The execution of this function will begin in one thread. When the code reaches the line with the #pragma, multiple threads will be spawned. By default, as many threads are created as there are logical processors in the system. For example, in an Intel Xeon Phi 7120P coprocessors, 244 threads are created. Threads will be distributed across cores, and therefore more computational resources will be available to the application. The iterations of the loop will be distributed across threads, and therefore the code execution time may be shortened.

However, this code has a big problem: it produces incorrect and unpredictable results. The next section gives more details on the situation.

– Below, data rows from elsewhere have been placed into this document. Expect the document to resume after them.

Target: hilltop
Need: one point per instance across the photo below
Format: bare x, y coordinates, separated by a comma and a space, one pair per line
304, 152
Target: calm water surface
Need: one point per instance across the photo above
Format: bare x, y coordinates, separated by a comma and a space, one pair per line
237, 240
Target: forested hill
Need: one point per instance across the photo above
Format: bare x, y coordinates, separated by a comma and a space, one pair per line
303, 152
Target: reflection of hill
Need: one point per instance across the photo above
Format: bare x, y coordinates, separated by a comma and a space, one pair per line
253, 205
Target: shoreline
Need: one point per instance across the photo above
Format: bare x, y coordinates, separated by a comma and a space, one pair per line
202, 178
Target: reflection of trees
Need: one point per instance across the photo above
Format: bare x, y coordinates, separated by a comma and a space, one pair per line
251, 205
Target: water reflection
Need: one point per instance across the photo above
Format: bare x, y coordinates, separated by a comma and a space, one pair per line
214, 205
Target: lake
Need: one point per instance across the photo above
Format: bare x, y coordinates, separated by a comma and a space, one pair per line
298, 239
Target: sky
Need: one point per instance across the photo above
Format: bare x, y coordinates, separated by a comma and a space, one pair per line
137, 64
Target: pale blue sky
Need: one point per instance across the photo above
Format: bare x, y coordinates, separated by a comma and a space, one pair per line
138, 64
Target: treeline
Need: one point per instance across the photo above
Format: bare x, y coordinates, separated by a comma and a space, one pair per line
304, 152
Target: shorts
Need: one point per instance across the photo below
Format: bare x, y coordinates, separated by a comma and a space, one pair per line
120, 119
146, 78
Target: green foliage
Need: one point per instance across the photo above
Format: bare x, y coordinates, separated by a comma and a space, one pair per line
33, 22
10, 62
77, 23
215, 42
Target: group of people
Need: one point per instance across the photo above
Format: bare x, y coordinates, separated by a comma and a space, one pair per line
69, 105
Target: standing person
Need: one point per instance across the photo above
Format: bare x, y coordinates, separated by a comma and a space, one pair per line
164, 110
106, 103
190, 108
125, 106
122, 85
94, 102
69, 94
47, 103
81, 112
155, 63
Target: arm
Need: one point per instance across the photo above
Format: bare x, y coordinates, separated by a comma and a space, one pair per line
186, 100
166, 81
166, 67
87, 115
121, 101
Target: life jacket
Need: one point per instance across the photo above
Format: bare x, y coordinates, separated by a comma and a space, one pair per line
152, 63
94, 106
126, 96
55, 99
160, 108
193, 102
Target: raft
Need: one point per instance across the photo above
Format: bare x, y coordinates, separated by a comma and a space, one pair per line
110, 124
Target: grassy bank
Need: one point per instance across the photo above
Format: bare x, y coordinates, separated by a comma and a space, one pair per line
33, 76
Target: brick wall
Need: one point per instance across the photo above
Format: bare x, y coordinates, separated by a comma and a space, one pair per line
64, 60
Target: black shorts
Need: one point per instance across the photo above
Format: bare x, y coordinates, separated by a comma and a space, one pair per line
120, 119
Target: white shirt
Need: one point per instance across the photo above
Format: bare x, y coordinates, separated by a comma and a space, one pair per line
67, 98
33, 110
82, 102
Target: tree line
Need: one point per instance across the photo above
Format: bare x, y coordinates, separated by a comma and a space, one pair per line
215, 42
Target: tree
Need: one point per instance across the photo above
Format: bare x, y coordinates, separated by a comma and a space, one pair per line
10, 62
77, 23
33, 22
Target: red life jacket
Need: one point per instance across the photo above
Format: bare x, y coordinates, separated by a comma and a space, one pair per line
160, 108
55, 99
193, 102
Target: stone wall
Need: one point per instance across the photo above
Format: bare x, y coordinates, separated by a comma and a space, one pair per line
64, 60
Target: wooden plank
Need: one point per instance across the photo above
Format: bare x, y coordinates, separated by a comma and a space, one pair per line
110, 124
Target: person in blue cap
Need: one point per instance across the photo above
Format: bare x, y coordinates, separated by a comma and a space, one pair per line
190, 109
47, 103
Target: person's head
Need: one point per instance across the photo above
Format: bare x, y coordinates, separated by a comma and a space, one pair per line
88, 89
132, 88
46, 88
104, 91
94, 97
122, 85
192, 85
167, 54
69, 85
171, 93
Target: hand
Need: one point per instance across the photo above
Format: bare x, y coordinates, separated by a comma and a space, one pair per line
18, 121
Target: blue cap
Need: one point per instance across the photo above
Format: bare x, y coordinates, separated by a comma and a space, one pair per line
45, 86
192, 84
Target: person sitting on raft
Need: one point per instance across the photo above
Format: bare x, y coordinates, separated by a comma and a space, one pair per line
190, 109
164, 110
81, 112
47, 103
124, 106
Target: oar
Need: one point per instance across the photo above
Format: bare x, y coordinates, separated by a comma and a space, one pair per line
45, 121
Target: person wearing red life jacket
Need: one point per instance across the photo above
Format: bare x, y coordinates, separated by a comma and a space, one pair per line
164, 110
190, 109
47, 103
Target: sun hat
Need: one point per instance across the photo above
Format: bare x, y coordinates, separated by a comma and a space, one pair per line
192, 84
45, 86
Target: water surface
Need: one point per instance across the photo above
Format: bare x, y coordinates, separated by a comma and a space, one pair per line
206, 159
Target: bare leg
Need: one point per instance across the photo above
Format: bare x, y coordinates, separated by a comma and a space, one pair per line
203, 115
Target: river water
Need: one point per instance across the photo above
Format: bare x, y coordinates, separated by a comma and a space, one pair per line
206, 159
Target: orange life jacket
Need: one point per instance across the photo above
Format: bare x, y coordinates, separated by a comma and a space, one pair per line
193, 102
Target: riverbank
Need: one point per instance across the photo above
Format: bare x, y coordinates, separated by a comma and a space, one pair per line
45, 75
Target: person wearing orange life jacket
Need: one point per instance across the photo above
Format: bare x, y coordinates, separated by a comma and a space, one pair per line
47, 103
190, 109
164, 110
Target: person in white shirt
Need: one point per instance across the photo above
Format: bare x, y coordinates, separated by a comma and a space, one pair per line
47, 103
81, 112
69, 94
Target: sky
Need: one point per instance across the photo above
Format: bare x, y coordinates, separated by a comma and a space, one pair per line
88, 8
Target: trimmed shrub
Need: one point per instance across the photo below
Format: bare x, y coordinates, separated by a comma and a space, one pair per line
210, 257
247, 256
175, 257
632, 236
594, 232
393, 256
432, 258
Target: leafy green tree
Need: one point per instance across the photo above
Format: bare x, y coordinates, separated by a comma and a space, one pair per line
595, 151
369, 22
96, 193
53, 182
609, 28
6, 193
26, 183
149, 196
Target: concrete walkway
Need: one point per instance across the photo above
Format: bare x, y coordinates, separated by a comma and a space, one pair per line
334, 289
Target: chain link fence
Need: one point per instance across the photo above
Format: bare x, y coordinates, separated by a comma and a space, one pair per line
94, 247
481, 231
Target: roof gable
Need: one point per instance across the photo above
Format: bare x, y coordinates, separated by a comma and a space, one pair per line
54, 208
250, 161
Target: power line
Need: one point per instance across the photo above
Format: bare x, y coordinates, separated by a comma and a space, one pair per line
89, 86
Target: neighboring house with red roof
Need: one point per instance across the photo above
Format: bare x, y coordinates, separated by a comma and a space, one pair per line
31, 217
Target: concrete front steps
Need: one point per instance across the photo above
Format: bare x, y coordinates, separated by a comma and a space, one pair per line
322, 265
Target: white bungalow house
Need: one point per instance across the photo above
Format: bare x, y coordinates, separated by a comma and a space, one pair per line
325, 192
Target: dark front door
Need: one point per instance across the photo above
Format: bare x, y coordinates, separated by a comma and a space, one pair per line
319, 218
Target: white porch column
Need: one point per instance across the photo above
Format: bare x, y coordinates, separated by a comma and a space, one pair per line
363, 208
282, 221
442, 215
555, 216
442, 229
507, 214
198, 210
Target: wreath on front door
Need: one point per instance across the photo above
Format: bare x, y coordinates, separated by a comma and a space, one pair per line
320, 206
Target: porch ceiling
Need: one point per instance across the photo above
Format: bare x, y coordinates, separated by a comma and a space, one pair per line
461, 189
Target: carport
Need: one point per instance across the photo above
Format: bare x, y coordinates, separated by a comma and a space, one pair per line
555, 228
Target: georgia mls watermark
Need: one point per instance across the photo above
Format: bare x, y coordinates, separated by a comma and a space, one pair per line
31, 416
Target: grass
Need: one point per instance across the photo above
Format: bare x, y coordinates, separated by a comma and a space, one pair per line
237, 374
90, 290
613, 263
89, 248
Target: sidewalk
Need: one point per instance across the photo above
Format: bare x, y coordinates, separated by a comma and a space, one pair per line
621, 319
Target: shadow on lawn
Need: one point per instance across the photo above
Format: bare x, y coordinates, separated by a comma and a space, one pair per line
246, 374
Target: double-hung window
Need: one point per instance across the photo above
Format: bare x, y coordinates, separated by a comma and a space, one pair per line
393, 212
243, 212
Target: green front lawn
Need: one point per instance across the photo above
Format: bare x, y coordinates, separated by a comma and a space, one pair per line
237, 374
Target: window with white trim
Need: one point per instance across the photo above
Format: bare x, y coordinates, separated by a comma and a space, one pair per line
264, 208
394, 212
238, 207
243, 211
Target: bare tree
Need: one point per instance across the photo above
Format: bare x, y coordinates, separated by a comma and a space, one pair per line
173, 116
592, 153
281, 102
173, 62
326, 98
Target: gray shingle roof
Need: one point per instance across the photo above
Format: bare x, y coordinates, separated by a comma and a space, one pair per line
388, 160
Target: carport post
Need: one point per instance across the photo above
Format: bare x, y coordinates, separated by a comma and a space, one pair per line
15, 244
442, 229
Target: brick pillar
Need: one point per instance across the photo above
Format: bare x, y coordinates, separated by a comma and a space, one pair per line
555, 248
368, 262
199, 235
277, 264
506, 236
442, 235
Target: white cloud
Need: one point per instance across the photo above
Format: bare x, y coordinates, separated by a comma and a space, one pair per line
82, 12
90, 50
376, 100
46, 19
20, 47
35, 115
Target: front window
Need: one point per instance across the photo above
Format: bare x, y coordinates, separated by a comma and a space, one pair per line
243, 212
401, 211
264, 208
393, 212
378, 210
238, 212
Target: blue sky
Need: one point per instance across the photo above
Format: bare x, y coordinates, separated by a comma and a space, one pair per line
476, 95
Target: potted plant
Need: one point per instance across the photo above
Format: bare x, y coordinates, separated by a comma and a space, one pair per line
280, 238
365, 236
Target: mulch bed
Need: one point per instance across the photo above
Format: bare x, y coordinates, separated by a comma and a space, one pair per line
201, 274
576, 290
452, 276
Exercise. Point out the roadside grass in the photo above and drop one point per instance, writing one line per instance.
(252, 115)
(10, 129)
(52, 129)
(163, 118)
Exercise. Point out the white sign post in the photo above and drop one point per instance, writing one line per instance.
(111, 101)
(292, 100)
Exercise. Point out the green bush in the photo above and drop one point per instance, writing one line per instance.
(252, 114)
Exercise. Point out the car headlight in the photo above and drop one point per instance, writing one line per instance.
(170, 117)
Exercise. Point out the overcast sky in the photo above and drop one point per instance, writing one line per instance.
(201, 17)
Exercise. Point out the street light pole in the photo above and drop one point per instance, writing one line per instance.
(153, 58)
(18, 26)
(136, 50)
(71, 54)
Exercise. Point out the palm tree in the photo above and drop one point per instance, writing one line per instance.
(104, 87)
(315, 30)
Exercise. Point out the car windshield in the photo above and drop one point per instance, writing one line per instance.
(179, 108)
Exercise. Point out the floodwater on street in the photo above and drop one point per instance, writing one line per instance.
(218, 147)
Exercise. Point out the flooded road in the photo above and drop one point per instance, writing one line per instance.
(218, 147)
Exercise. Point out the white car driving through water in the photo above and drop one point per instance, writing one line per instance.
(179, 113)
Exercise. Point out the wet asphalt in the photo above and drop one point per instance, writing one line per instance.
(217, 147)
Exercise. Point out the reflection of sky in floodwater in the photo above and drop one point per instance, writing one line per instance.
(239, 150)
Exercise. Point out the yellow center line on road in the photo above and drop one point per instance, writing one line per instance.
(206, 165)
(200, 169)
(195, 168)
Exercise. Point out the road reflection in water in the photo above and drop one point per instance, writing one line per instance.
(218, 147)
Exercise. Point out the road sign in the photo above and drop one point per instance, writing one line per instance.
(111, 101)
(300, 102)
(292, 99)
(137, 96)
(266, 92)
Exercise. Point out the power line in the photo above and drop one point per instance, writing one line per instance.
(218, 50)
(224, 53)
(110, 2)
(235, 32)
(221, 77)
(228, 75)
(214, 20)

# 3.1. RACE CONDITIONS AND MUTEXES

In applying thread-parallelism to an application, one of the most common pitfalls that software developers encounter is what is called a "race condition". Race conditions occur when multiple threads attempt to access the same memory address concurrently and one or more of these accesses is a write operation. The order of these accesses cannot be guaranteed at runtime, and therefore the code may produce incorrect results, which will be different from run to run.

Figure 2 (left panel) demonstrates schematically how race conditions occur. When two threads must increment a variable shared between them, the two threads may simultaneously read the same state of the variable. In such a case, only the write of the slower thread survives; the first write is lost. Note that race conditions will not make the application crash; they will simply produce incorrect results.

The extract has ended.